If you look at it with a bit of a tilted head, ABC Family can seem like a network with multiple personalities. This isn’t because its moniker has the word “family” in it, despite the channel frequently subverting what is commonly thought of as family programming (the name is due to an old deal that requires the channel to include the word family and air The 700 Club in perpetuity) but because their original programming has what appears to be two distinct tones: earnest sincerity (The Secret Life of the American Teenager) and vacuous superficiality (Pretty Little Liars), with the spare show that falls directly between the two tonal camps (Make It or Break It).

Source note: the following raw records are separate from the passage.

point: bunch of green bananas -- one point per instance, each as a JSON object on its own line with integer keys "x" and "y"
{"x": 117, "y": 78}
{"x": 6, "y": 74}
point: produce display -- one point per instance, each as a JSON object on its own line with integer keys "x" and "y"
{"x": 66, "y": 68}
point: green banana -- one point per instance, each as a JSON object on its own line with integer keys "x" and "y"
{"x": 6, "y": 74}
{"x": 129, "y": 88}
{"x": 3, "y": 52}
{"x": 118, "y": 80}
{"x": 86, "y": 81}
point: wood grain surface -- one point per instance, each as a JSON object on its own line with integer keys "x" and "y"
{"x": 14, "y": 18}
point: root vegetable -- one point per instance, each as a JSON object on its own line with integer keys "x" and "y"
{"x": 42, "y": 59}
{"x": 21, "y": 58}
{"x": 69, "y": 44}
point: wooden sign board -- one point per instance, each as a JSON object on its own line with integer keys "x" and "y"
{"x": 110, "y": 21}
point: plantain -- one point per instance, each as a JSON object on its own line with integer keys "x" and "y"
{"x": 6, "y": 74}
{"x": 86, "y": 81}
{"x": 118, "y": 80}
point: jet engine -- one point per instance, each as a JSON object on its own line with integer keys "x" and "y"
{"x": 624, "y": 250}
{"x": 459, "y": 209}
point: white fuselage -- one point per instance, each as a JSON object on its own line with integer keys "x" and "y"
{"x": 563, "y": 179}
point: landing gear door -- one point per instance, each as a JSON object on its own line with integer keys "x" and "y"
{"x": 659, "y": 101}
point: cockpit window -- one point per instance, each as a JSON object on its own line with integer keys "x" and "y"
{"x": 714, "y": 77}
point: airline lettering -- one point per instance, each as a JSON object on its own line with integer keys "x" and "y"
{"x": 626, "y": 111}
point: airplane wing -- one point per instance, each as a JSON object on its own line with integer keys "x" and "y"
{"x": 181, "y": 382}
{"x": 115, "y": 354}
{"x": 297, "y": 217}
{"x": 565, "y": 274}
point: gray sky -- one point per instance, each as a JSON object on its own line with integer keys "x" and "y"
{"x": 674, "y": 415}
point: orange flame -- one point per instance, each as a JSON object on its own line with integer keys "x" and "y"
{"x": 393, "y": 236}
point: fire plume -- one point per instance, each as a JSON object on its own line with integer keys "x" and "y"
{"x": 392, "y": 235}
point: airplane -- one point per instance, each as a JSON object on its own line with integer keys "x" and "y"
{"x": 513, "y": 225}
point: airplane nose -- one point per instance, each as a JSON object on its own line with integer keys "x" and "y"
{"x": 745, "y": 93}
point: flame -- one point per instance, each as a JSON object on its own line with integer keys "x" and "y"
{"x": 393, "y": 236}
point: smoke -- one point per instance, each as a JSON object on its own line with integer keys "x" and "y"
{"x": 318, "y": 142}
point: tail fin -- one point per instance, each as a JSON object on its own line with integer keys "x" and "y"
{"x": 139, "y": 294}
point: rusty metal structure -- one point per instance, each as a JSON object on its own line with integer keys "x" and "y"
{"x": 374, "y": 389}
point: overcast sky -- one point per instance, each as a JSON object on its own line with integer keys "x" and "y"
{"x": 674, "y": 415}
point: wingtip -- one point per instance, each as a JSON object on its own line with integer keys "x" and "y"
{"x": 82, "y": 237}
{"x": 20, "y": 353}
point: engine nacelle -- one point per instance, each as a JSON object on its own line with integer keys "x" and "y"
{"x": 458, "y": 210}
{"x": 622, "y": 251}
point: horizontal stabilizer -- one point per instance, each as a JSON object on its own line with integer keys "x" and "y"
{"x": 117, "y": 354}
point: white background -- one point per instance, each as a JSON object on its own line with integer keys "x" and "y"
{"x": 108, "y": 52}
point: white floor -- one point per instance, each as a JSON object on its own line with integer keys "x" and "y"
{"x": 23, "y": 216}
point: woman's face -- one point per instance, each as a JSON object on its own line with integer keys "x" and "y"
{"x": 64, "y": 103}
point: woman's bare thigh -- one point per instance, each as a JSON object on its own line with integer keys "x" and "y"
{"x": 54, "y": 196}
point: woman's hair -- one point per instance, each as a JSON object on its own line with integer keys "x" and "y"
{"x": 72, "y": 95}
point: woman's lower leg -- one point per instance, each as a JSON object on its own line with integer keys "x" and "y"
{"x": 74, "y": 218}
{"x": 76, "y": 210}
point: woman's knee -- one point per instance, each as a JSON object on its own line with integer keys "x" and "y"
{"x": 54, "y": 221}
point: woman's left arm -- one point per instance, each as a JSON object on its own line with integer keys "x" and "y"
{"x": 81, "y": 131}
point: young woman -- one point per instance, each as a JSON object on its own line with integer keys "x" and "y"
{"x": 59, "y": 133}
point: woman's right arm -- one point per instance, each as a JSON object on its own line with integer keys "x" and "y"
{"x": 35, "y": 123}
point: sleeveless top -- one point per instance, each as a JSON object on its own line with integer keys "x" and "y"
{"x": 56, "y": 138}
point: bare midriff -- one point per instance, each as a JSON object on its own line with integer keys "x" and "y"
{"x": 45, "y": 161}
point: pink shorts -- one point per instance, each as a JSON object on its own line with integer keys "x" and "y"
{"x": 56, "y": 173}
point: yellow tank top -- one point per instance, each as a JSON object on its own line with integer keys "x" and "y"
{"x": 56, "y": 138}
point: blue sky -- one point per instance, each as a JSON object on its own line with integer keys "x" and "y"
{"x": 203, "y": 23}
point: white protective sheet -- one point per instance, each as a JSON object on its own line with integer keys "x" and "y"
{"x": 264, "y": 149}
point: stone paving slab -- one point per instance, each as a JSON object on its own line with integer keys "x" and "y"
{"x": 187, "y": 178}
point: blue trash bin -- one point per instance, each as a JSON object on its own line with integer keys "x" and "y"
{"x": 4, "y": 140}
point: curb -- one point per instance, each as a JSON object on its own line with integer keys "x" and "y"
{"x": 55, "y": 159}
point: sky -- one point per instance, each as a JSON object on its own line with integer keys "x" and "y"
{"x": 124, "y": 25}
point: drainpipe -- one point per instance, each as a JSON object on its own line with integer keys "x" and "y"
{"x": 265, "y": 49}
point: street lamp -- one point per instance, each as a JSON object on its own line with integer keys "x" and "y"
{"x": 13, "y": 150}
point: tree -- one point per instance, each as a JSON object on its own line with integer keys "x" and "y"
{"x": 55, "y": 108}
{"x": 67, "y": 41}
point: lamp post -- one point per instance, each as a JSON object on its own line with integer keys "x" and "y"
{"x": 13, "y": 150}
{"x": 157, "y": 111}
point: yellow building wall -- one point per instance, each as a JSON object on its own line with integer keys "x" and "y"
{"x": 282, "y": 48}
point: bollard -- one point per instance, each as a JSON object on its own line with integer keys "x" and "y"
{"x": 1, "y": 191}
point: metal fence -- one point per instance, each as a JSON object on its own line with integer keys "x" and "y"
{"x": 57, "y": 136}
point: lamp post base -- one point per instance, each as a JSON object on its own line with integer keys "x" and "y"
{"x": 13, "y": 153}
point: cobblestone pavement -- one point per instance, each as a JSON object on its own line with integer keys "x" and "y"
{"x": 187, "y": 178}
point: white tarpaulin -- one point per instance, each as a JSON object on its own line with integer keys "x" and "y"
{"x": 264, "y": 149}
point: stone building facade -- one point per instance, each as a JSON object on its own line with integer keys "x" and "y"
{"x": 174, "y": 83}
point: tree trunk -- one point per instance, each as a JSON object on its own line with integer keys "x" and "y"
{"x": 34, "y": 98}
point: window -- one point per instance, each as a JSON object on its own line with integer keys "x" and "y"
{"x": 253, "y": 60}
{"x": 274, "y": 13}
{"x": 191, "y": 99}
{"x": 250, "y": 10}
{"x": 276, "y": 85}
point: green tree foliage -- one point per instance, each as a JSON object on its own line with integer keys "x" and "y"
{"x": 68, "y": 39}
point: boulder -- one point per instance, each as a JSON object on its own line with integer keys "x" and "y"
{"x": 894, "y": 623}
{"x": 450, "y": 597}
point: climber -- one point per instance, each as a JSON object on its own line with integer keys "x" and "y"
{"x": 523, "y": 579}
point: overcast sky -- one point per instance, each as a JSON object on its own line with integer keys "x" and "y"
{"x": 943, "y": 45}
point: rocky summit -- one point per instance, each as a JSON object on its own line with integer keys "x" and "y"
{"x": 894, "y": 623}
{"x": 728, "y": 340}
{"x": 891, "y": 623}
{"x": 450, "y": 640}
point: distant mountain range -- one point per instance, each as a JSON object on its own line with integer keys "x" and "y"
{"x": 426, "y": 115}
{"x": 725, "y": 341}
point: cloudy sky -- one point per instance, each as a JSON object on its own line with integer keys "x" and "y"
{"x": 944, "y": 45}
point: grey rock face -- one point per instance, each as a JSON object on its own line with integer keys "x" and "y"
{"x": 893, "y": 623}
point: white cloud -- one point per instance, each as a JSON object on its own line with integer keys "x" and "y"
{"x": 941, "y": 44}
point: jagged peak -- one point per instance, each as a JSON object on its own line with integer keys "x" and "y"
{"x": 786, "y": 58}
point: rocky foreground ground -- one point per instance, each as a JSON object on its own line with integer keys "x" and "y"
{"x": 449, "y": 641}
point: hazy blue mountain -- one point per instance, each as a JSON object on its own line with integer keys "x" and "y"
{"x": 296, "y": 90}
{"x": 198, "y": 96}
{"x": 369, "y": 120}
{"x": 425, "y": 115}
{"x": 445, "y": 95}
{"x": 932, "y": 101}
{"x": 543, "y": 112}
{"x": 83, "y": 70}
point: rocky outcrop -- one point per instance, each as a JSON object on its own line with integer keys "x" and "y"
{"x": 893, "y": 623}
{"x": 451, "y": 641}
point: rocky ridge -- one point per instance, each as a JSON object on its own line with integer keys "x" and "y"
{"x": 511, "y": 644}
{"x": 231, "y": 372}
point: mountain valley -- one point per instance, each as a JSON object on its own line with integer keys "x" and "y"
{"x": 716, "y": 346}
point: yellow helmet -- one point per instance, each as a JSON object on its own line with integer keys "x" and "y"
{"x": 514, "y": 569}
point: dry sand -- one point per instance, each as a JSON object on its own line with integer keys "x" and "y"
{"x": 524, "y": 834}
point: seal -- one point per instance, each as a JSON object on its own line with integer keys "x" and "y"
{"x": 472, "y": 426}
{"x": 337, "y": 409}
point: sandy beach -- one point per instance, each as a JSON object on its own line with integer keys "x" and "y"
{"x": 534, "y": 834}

Although there are tonal differences, ABC Family’s programming targets the same young audience once doted on by The WB, and even though The CW somewhat puzzlingly continues to exist as a major network, despite dismal ratings, ABC Family has unofficially become the successor to the old WB legacy, airing several shows over the past few years that would have fit in right next to classic WB titles such as Dawson’s Creek, Felicity, or Buffy the Vampire Slayer. Now, not all of ABC Family's programming is up to the quality of The WB of yore: Many of its creative high points were either canceled due to old age (Greek) or a limited audience (Huge, The Middleman), but while the network's current shows might not be creative zeniths, they are certainly well-made and almost always ridiculously enjoyable. Except for The Secret Life of the American Teenager, which is like some strange televised torture device designed to take years off of my life by simply existing. But I digress.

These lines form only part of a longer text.